Keywords: acute infective endocarditis

    Diagnosis

    Acute infective endocarditis, major clinical manifestations of sepsis, especially no heart murmur, the disease is often the primary infection conceal, easy to misdiagnosis, fever for more than a week, you should pay attention to changes in cardiac auscultation, skin bleeding point and embolic phenomena. Often need to identify with influenza, acute arthritis, acute purulent meningitis, acute pyelonephritis. In recent years, due to the progress of the surgery of cardiac surgery and antibiotics widely used, not typical or special types of infective endocarditis increasing trend, such as artificial valve replacement surgery, hemodialysis or after surgical correction of congenital heart disease are increase the chances of infection of the endocardium, postoperative fever patients should be vigilant.

    Pathogenesis

    “><Etiology

    Often caused by virulent bacteria, Staphylococcus aureus, hemolytic streptococcus, pneumococcus, influenza bacillus, Proteus, and E. coli is more common. These bacteria are virulent, acute onset, severe illness, often secondary to other parts of the infection as part of systemic infection, such as meningitis, pneumonia, blood clots, phlebitis, sometimes accompanied by other organs of metastatic purulent lesions. It usually occurs in the normal heart.

    “><Pathology

    Acute infective endocarditis, 50-60% occur in the normal heart valves, valves and tendons can be perforated ulcer, chordae rupture and large brittle vegetation, vegetation off bacterial emboli, causing embolism and migration abscess.
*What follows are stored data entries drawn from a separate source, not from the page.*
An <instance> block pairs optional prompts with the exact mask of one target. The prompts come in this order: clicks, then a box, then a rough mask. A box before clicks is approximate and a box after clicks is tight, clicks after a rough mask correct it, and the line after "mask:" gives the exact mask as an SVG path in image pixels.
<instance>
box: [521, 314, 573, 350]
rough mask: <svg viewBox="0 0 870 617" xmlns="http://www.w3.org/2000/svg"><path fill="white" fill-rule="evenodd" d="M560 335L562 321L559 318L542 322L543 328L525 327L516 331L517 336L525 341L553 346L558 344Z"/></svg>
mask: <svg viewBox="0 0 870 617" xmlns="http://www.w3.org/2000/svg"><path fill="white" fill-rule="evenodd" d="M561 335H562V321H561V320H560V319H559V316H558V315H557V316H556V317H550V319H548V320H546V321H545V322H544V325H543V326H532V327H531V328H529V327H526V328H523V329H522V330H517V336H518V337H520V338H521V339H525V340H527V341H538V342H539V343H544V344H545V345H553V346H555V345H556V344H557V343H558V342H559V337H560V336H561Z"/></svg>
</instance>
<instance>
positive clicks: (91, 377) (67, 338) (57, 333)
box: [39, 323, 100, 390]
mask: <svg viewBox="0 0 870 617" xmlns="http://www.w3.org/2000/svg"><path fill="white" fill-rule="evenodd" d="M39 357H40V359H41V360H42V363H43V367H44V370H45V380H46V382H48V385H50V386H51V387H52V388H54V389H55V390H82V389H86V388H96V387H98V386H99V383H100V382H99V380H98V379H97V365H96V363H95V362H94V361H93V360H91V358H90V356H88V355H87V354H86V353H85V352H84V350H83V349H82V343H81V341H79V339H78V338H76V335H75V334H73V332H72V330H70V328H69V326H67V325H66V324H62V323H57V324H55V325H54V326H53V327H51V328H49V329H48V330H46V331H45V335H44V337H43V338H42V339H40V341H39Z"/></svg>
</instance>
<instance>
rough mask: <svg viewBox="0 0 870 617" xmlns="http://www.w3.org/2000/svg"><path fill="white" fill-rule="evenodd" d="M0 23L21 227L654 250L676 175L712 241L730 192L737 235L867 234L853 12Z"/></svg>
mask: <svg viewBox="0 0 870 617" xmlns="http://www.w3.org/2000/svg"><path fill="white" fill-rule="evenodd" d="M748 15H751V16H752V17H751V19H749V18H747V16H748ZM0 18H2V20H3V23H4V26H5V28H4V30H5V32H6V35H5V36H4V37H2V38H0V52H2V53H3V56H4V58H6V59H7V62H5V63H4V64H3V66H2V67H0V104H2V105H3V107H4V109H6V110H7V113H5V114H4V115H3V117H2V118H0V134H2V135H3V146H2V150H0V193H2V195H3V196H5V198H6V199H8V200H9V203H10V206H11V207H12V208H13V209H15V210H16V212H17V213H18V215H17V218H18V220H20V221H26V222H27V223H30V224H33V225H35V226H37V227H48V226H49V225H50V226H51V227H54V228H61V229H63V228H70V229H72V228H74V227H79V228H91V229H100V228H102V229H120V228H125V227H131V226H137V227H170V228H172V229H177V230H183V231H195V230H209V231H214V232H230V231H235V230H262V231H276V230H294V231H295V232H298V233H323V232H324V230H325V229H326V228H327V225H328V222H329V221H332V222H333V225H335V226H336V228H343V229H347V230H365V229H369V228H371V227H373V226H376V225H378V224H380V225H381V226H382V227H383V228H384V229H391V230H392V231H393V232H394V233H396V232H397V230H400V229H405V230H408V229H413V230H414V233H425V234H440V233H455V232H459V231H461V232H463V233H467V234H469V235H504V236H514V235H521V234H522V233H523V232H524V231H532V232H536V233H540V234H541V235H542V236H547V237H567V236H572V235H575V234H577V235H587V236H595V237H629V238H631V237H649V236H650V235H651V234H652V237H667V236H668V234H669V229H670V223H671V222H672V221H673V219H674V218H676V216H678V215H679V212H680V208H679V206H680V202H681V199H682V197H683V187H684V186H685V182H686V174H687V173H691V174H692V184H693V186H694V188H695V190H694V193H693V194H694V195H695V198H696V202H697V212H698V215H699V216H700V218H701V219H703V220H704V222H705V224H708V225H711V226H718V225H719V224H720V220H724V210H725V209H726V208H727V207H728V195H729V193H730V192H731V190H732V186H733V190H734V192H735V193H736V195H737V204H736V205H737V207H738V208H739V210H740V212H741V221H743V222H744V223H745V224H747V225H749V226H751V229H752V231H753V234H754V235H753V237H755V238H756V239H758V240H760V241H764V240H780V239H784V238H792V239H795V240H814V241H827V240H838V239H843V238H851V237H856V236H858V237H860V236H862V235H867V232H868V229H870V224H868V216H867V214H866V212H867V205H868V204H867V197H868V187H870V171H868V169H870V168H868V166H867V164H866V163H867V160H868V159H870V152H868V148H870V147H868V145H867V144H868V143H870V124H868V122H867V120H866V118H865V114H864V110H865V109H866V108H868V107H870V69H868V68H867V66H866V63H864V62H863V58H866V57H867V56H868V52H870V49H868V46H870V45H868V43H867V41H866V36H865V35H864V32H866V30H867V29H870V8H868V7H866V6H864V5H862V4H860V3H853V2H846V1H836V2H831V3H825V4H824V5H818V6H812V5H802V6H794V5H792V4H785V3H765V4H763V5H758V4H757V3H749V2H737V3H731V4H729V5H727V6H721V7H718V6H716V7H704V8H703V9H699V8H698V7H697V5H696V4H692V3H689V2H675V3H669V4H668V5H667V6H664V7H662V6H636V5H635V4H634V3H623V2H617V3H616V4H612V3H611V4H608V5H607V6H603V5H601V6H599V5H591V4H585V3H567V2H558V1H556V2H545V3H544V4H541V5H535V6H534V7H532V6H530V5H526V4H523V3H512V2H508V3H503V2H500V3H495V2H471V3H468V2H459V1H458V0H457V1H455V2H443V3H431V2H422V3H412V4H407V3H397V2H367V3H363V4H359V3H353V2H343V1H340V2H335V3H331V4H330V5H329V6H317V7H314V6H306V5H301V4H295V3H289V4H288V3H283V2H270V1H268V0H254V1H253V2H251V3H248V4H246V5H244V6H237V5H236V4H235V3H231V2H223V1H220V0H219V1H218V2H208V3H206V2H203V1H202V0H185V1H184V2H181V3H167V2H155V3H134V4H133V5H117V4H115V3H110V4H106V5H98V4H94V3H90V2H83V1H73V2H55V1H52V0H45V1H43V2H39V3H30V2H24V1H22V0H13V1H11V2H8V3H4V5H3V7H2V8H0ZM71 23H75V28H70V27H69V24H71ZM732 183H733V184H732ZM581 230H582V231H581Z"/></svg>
    Clinical manifestations

    Mainly: ① sepsis performance, rapid onset, rapid progression, high fever, chills, fatigue and other symptoms of poisoning. (2) skin bleeding and embolic phenomena. ③ cardiac performance early multi murmur, the individual onset shortly after a new murmur and quickly becomes a high-profile, rough, and heart failure. The ④ staph infections can be complicated by lung abscess, brain abscess and other migration abscess, cough, difficulty breathing, convulsions, paralysis and other. ⑤ increase in white blood cells, progressive anemia, multiple consecutive higher rate of positive blood cultures.

    Treatment measures

    The prognosis of this disease depends on the treatment of morning and evening, antibiotics primary bacterial ability to control the degree of heart valve damage and resistance in patients with Staphylococcus aureus, hemolytic streptococcus, pneumococcus, gram-negative bacilli, bacterial virulence and strong, rapid infection valve leaflets injury, aggravated during antibiotic therapy of heart failure or the original heart failure, changing new murmur or murmur, embolic phenomena, etc., are infected can not control signs need to consider replacing antibiotics. To strengthen supportive therapy, to improve the general situation, the fight for the surgery as soon as possible to delay too long, the condition may be progressive deterioration, often lose the chance of operation.